Imagine an industry where customers hand over sums of money each year, but potentially don’t ask for anything in exchange for decades. Sounds like a scam, yet this is how the life insurance sector works.
These regular premiums known as the insurance float, married with what is often a steady industry, are what makes life insurance companies one of the more compelling timeless investment options.
Not convinced then look at some of the most well-known millionaires it has produced. Shelby Davis, for example, started investing in 1947 when he was 37 and amassed a fortune of $900m. This was through a lifetime of investing exclusively in insurance stocks adopting the ‘buy and hold’ strategy still favoured by many today.
Investors have long been drawn to the attractive yields on offer from the sector and according to business advisory firm Deloitte, profits from life insurance companies are estimated to grow by £1.5bn from £6.6bn in 2016 to £8.1bn by 2025.
Types of life insurance policy
There are three major types of life insurance: term, universal and whole life insurance.
Term insurance is the most popular kind of cover and this pays out a lump sum or a monthly income if the policyholder dies within a set period of time. If they don’t die during the term, the policy doesn't pay out and the premiums paid are not returned.
Whole life assurance offers protection for an insured’s lifetime until death occurs, and therefore premiums are much higher.
Universal life insurance is a policy that combines features of term life and whole life insurance by adding a cash component. Instead of just selecting a specific term and putting 100% towards the policy, there is a cash value account that may be invested.
What affects the sector’s share prices?
Earnings are directly tied in with insurance risk and both have a big impact on share prices in this sector.
Yet, it is interest rates that provide the largest blow to a company’s stock. When they are low, companies find it is harder to produce products that are attractive to both shareholders and customers.
New entrants into the market are also affecting life insurers’ profits by offering simpler and more engaging ways to save for retirement.
Richard Baddon, head of insurance insight and partner at Deloitte, said: “The challenge for life insurers will be to provide customers with low-cost advice, guidance and financial education.
"For example, robo-advice, or automated advice models, can generate low-cost, yet well researched personal product recommendations for a saver with typical needs.”
Moody's life insurance outlook
The growing pressures on profits from low interest rates, coupled with shifts in their regulatory and business environments, led Moody's Investors Service late last year to change the outlook of the US life insurance industry from stable to negative.
The outlook reflects business conditions over the next 12 to 18 months and in the UK, the outlook was changed to stable from negative. This was largely due to the expectation of a moderate and manageable impact from Brexit.
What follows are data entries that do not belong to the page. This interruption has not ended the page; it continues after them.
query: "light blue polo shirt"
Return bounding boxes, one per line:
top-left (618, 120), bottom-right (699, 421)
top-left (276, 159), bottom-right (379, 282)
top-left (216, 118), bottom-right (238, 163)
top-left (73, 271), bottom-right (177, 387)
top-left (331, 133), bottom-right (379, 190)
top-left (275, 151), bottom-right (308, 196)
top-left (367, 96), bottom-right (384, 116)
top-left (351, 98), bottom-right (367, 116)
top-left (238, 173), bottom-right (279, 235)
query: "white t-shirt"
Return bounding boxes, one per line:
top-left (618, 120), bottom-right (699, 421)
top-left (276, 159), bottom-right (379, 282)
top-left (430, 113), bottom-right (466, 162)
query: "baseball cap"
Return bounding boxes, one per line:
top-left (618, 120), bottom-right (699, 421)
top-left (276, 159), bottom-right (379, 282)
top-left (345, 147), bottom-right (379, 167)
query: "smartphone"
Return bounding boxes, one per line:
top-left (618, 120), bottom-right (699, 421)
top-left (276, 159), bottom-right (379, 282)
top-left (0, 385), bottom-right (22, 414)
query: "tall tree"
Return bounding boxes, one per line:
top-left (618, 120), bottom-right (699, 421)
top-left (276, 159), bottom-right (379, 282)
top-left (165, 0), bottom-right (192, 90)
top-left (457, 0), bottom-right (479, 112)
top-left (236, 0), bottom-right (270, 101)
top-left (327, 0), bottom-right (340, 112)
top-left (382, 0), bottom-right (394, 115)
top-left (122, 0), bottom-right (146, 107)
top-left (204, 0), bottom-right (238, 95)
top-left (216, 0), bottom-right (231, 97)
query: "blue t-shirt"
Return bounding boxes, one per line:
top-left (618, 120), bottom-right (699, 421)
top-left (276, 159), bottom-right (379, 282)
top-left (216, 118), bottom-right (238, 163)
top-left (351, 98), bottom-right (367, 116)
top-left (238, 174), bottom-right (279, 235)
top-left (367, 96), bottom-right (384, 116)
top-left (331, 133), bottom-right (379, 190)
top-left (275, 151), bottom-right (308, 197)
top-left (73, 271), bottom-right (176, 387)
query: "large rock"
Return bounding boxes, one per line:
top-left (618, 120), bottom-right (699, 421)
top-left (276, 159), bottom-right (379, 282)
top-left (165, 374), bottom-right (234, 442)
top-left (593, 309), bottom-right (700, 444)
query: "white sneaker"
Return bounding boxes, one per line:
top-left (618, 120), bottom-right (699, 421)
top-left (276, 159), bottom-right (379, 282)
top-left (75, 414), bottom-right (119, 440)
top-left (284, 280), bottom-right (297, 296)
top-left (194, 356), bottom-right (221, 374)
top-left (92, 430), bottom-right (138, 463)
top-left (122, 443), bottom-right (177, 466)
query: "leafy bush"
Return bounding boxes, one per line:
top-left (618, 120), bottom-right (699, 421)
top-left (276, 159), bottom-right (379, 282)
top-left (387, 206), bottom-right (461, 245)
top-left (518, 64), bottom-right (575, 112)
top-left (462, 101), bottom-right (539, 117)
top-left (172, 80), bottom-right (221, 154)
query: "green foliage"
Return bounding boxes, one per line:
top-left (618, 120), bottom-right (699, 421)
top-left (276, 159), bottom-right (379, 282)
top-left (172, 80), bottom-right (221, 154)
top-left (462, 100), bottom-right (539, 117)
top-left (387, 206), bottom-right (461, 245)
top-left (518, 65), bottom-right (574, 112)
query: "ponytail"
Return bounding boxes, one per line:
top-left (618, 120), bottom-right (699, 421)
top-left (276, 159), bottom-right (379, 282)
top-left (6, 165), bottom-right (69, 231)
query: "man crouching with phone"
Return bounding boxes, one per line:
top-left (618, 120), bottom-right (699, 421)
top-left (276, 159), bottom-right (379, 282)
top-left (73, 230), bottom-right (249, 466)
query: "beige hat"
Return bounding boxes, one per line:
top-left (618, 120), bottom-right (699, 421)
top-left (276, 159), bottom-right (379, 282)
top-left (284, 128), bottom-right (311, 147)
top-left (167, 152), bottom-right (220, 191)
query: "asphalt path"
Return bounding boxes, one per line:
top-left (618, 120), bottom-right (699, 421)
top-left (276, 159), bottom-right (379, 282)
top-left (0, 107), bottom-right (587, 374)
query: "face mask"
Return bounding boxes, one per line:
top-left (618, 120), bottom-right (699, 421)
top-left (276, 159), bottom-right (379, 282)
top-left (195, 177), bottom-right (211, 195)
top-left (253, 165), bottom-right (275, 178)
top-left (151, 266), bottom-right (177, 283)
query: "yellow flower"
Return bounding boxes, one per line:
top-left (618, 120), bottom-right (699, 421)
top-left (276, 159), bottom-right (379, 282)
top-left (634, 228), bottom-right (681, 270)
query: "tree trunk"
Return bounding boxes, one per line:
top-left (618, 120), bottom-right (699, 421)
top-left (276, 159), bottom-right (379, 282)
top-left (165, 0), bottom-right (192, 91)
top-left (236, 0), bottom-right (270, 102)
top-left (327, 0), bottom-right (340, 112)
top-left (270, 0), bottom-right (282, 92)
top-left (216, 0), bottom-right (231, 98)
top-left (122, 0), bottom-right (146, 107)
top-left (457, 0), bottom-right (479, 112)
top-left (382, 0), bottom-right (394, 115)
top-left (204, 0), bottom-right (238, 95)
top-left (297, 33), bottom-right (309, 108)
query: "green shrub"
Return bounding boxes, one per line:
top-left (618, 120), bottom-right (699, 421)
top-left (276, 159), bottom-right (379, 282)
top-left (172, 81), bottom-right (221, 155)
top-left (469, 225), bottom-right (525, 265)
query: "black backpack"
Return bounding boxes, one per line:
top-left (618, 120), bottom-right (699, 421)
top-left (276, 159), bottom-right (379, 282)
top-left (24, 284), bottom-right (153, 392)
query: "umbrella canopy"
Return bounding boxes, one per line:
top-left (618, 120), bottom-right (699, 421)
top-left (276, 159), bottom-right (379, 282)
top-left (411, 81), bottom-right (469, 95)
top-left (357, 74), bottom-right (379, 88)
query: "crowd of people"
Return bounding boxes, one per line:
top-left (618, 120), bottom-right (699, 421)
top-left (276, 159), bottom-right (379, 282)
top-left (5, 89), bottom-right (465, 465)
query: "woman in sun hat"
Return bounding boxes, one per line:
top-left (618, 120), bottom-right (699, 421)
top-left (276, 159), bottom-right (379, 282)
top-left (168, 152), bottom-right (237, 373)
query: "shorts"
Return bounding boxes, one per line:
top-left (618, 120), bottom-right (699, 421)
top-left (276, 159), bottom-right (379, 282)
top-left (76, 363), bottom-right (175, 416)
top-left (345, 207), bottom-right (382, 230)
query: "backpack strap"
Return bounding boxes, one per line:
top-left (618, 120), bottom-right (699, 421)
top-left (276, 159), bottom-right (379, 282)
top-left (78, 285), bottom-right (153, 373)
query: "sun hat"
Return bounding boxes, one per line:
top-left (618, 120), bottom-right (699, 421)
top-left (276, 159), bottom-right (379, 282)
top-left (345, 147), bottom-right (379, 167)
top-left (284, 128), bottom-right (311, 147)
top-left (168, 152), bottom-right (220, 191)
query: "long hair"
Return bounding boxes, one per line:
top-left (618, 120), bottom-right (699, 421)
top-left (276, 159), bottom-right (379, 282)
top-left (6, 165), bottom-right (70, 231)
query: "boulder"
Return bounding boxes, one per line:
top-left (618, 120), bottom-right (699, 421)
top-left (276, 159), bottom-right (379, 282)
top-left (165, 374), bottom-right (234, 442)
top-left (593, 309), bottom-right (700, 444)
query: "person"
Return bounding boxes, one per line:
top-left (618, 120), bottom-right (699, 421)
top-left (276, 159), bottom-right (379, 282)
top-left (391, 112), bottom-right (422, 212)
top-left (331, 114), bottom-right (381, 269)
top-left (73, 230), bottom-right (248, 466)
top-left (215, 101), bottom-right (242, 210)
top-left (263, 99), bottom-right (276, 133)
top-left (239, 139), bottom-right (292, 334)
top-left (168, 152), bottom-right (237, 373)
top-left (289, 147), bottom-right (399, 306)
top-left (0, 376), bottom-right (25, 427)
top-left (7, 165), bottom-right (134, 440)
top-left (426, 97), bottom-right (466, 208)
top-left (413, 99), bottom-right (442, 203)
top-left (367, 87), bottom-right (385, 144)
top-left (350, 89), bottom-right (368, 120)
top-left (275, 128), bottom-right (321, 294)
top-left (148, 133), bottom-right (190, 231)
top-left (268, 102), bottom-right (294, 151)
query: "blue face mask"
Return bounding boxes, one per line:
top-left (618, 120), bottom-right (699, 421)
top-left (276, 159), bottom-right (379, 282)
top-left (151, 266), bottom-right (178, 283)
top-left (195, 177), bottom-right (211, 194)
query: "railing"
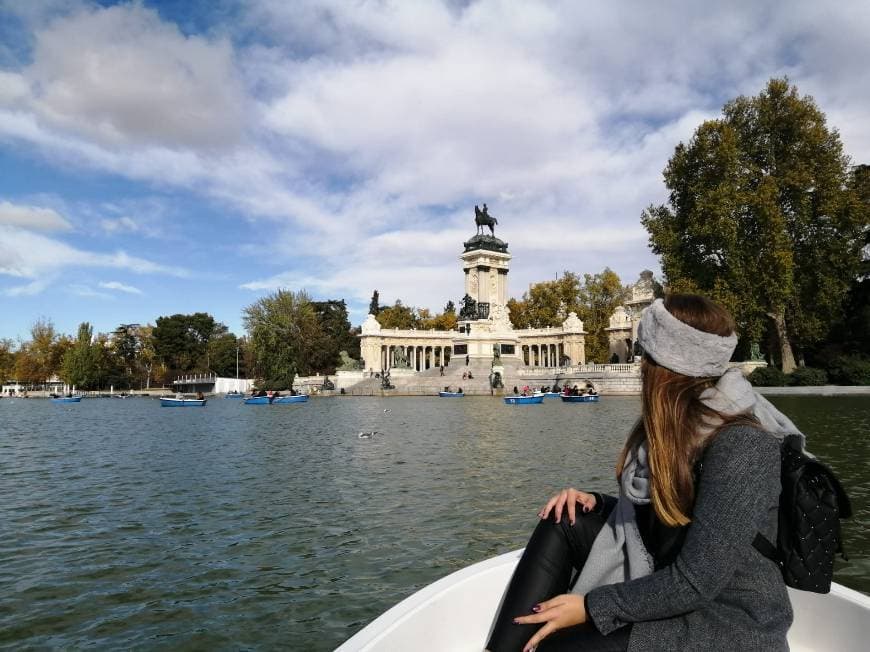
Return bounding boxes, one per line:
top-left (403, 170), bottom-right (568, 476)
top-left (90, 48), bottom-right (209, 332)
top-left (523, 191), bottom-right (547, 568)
top-left (172, 373), bottom-right (217, 385)
top-left (517, 363), bottom-right (640, 377)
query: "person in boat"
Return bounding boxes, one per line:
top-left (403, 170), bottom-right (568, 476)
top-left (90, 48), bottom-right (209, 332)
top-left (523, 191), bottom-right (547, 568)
top-left (486, 294), bottom-right (800, 652)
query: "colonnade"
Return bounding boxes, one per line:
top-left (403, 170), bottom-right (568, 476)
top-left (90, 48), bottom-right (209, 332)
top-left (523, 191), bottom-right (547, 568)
top-left (522, 343), bottom-right (577, 367)
top-left (381, 344), bottom-right (453, 371)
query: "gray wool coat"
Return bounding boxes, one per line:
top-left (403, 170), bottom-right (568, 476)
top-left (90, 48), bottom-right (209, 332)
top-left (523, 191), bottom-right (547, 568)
top-left (586, 426), bottom-right (792, 651)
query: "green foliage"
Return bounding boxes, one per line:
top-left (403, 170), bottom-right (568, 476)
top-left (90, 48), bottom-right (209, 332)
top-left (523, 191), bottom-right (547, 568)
top-left (508, 271), bottom-right (582, 328)
top-left (376, 299), bottom-right (418, 330)
top-left (60, 322), bottom-right (103, 390)
top-left (577, 268), bottom-right (625, 364)
top-left (641, 79), bottom-right (868, 371)
top-left (0, 338), bottom-right (15, 382)
top-left (508, 268), bottom-right (625, 363)
top-left (14, 318), bottom-right (63, 384)
top-left (417, 310), bottom-right (459, 331)
top-left (828, 355), bottom-right (870, 385)
top-left (242, 290), bottom-right (325, 389)
top-left (208, 333), bottom-right (245, 378)
top-left (312, 299), bottom-right (360, 366)
top-left (152, 312), bottom-right (227, 372)
top-left (788, 367), bottom-right (828, 387)
top-left (749, 367), bottom-right (788, 387)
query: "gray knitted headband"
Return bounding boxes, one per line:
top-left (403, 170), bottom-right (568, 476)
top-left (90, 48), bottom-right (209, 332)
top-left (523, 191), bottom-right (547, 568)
top-left (637, 299), bottom-right (737, 378)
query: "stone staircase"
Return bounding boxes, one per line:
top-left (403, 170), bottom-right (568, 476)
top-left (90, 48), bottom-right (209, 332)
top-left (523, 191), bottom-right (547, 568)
top-left (345, 358), bottom-right (528, 396)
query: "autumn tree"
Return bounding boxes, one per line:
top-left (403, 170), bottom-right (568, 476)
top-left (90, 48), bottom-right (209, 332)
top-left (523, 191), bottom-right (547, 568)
top-left (151, 312), bottom-right (227, 372)
top-left (0, 338), bottom-right (15, 382)
top-left (15, 318), bottom-right (68, 384)
top-left (577, 267), bottom-right (626, 364)
top-left (507, 271), bottom-right (582, 328)
top-left (641, 79), bottom-right (867, 372)
top-left (60, 322), bottom-right (100, 390)
top-left (375, 299), bottom-right (418, 330)
top-left (242, 290), bottom-right (322, 389)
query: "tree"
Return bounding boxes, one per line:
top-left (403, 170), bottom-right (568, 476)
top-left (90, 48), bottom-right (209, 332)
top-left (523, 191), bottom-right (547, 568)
top-left (112, 324), bottom-right (142, 387)
top-left (0, 338), bottom-right (15, 382)
top-left (508, 271), bottom-right (582, 328)
top-left (208, 333), bottom-right (246, 378)
top-left (60, 322), bottom-right (102, 390)
top-left (577, 267), bottom-right (626, 364)
top-left (312, 299), bottom-right (360, 373)
top-left (375, 299), bottom-right (418, 330)
top-left (152, 312), bottom-right (227, 372)
top-left (417, 310), bottom-right (458, 331)
top-left (242, 290), bottom-right (322, 389)
top-left (641, 79), bottom-right (867, 372)
top-left (15, 317), bottom-right (62, 385)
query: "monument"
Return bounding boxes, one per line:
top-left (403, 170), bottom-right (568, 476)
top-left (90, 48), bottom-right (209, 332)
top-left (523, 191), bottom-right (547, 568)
top-left (360, 204), bottom-right (586, 378)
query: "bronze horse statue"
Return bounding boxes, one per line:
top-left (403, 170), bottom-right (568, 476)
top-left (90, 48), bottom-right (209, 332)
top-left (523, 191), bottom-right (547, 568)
top-left (474, 204), bottom-right (498, 237)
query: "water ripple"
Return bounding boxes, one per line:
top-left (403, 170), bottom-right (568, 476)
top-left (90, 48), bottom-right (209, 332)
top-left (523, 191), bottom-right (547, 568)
top-left (0, 397), bottom-right (870, 650)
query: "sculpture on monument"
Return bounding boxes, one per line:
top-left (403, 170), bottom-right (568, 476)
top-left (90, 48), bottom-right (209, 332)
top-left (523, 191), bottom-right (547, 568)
top-left (459, 294), bottom-right (477, 319)
top-left (474, 204), bottom-right (498, 237)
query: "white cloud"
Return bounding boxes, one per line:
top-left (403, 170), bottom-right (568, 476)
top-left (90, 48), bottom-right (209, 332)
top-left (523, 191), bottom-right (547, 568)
top-left (98, 281), bottom-right (142, 294)
top-left (68, 283), bottom-right (113, 299)
top-left (0, 0), bottom-right (870, 322)
top-left (0, 226), bottom-right (189, 287)
top-left (0, 70), bottom-right (30, 106)
top-left (0, 201), bottom-right (72, 231)
top-left (26, 4), bottom-right (245, 148)
top-left (100, 215), bottom-right (140, 233)
top-left (0, 274), bottom-right (56, 297)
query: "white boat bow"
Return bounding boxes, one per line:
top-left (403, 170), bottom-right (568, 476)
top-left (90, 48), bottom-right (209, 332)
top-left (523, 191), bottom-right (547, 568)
top-left (336, 550), bottom-right (870, 652)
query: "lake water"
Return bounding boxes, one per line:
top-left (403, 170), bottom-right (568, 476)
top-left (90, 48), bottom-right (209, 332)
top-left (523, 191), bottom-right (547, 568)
top-left (0, 397), bottom-right (870, 650)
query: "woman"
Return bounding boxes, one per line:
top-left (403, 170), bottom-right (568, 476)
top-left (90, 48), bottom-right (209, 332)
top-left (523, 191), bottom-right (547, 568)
top-left (487, 294), bottom-right (799, 652)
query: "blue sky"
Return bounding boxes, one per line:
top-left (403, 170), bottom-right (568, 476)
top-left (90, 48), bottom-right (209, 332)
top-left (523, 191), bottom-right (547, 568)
top-left (0, 0), bottom-right (870, 338)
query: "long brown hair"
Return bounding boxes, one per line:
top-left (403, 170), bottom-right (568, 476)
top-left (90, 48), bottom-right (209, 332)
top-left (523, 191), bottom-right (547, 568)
top-left (616, 294), bottom-right (752, 526)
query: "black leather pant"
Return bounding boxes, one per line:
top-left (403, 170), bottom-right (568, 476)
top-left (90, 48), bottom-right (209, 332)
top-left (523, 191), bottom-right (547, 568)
top-left (486, 506), bottom-right (631, 652)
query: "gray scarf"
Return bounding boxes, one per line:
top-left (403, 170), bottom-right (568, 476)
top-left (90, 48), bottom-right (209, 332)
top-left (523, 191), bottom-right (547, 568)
top-left (571, 299), bottom-right (806, 595)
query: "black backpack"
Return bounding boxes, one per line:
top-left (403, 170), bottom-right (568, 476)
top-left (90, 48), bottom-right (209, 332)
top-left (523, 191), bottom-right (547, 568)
top-left (752, 435), bottom-right (852, 593)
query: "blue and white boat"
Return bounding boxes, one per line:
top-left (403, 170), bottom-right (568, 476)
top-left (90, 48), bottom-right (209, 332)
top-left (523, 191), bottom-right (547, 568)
top-left (504, 394), bottom-right (544, 405)
top-left (160, 396), bottom-right (208, 407)
top-left (272, 394), bottom-right (308, 405)
top-left (560, 394), bottom-right (601, 403)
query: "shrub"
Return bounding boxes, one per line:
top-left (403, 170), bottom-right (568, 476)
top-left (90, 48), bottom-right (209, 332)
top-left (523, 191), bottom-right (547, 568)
top-left (749, 367), bottom-right (788, 387)
top-left (828, 355), bottom-right (870, 385)
top-left (788, 367), bottom-right (828, 387)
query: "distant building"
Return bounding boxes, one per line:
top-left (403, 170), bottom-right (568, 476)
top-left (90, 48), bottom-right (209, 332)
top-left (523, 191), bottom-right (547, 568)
top-left (359, 218), bottom-right (586, 372)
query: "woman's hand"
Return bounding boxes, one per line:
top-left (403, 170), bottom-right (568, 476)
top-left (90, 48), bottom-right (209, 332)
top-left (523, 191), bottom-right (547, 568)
top-left (514, 593), bottom-right (587, 652)
top-left (538, 487), bottom-right (595, 525)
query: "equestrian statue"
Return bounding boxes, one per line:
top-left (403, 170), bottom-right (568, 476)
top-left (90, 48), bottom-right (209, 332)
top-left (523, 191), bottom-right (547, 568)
top-left (474, 204), bottom-right (498, 237)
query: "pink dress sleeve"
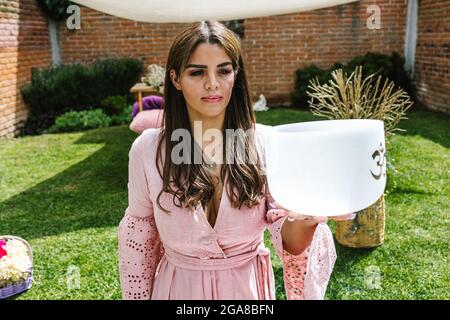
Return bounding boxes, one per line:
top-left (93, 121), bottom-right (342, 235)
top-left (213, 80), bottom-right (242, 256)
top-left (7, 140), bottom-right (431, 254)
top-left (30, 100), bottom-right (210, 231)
top-left (256, 124), bottom-right (336, 300)
top-left (118, 135), bottom-right (164, 300)
top-left (266, 188), bottom-right (336, 300)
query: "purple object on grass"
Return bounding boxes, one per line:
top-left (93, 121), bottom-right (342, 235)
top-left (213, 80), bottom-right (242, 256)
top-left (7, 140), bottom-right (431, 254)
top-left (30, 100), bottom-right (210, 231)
top-left (131, 95), bottom-right (164, 119)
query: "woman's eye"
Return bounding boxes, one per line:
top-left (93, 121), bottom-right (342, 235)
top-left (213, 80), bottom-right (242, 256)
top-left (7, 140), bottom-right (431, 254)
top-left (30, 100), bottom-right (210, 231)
top-left (191, 69), bottom-right (231, 76)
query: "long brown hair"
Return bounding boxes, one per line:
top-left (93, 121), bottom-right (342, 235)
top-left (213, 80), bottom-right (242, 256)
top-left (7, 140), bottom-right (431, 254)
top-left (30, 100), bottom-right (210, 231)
top-left (156, 20), bottom-right (266, 213)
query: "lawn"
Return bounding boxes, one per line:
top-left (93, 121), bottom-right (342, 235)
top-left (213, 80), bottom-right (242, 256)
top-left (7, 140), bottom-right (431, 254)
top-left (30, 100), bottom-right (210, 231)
top-left (0, 109), bottom-right (450, 299)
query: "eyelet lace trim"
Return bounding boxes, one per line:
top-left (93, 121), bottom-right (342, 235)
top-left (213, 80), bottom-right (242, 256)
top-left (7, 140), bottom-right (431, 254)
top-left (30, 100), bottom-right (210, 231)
top-left (119, 214), bottom-right (164, 300)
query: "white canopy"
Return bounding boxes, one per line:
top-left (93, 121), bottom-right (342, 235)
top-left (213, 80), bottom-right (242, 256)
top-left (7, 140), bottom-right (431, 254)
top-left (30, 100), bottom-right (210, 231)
top-left (72, 0), bottom-right (357, 23)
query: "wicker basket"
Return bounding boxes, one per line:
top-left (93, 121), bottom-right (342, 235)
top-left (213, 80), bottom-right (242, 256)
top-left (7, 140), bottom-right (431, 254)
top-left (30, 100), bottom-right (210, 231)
top-left (0, 236), bottom-right (33, 300)
top-left (335, 195), bottom-right (385, 248)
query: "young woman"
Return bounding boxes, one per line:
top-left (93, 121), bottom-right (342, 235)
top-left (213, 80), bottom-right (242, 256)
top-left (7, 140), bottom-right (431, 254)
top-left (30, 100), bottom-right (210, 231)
top-left (119, 21), bottom-right (356, 299)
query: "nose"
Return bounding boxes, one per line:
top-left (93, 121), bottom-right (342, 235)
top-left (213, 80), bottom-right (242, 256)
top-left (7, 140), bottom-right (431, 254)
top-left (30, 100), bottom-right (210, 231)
top-left (206, 71), bottom-right (219, 90)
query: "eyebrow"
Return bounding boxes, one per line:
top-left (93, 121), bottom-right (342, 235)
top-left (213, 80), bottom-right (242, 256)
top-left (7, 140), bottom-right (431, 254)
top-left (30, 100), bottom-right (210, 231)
top-left (186, 61), bottom-right (231, 69)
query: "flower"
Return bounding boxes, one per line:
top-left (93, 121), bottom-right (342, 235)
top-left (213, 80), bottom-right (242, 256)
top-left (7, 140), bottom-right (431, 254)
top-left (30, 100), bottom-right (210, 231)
top-left (0, 239), bottom-right (31, 288)
top-left (141, 64), bottom-right (165, 90)
top-left (0, 240), bottom-right (7, 259)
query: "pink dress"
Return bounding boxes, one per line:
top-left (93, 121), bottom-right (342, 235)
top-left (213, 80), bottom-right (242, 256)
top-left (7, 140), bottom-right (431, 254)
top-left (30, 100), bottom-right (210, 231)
top-left (118, 125), bottom-right (336, 300)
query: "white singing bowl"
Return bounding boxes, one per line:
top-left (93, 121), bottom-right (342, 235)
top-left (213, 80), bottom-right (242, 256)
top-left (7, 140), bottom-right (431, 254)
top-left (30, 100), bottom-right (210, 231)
top-left (261, 119), bottom-right (386, 216)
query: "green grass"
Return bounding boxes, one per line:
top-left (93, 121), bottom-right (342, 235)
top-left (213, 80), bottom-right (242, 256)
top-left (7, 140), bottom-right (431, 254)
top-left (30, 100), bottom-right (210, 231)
top-left (0, 109), bottom-right (450, 299)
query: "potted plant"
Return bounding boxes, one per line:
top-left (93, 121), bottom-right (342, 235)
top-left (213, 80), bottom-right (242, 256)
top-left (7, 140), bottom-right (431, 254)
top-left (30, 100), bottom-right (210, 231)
top-left (307, 66), bottom-right (413, 248)
top-left (141, 64), bottom-right (165, 93)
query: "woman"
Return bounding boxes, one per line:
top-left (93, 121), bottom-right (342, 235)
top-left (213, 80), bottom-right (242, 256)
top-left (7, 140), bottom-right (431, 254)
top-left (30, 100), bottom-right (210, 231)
top-left (119, 21), bottom-right (356, 299)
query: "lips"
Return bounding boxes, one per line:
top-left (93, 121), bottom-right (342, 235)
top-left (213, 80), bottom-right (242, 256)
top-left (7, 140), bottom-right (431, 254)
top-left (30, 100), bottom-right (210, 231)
top-left (202, 97), bottom-right (222, 102)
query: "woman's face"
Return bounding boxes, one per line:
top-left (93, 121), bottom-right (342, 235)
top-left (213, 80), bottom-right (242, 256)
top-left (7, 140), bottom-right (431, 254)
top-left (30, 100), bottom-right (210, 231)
top-left (170, 43), bottom-right (235, 125)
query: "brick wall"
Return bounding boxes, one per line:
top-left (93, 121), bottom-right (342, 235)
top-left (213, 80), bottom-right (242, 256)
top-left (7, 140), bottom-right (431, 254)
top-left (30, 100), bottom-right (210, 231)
top-left (61, 0), bottom-right (406, 105)
top-left (0, 0), bottom-right (450, 137)
top-left (415, 0), bottom-right (450, 113)
top-left (0, 0), bottom-right (51, 137)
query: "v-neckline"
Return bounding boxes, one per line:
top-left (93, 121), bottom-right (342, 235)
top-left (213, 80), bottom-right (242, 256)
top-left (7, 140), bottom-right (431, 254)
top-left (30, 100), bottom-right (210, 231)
top-left (200, 177), bottom-right (227, 233)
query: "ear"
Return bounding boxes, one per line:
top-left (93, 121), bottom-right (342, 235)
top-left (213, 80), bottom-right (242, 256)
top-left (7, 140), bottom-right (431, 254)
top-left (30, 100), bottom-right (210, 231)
top-left (170, 69), bottom-right (181, 90)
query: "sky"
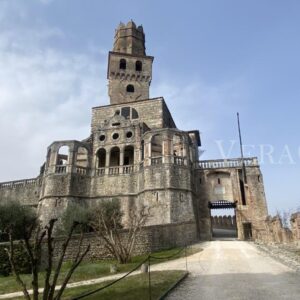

UK life insurers are less vulnerable to low rates than some of their European counterparts because the majority of their reserves are unit-linked with no interest guarantees.
The report said: “UK life insurers' business model has allowed them to maintain resilient performance in the face of increased competition and positions them strongly for the long-term shifts in the sector.”
What can make one company buck the trend?
Moody’s say it will be technology that will increasingly differentiate the life insurance industry winners from losers. There is widespread pressure for companies to offer better digital services to help them connect more efficiently with customers.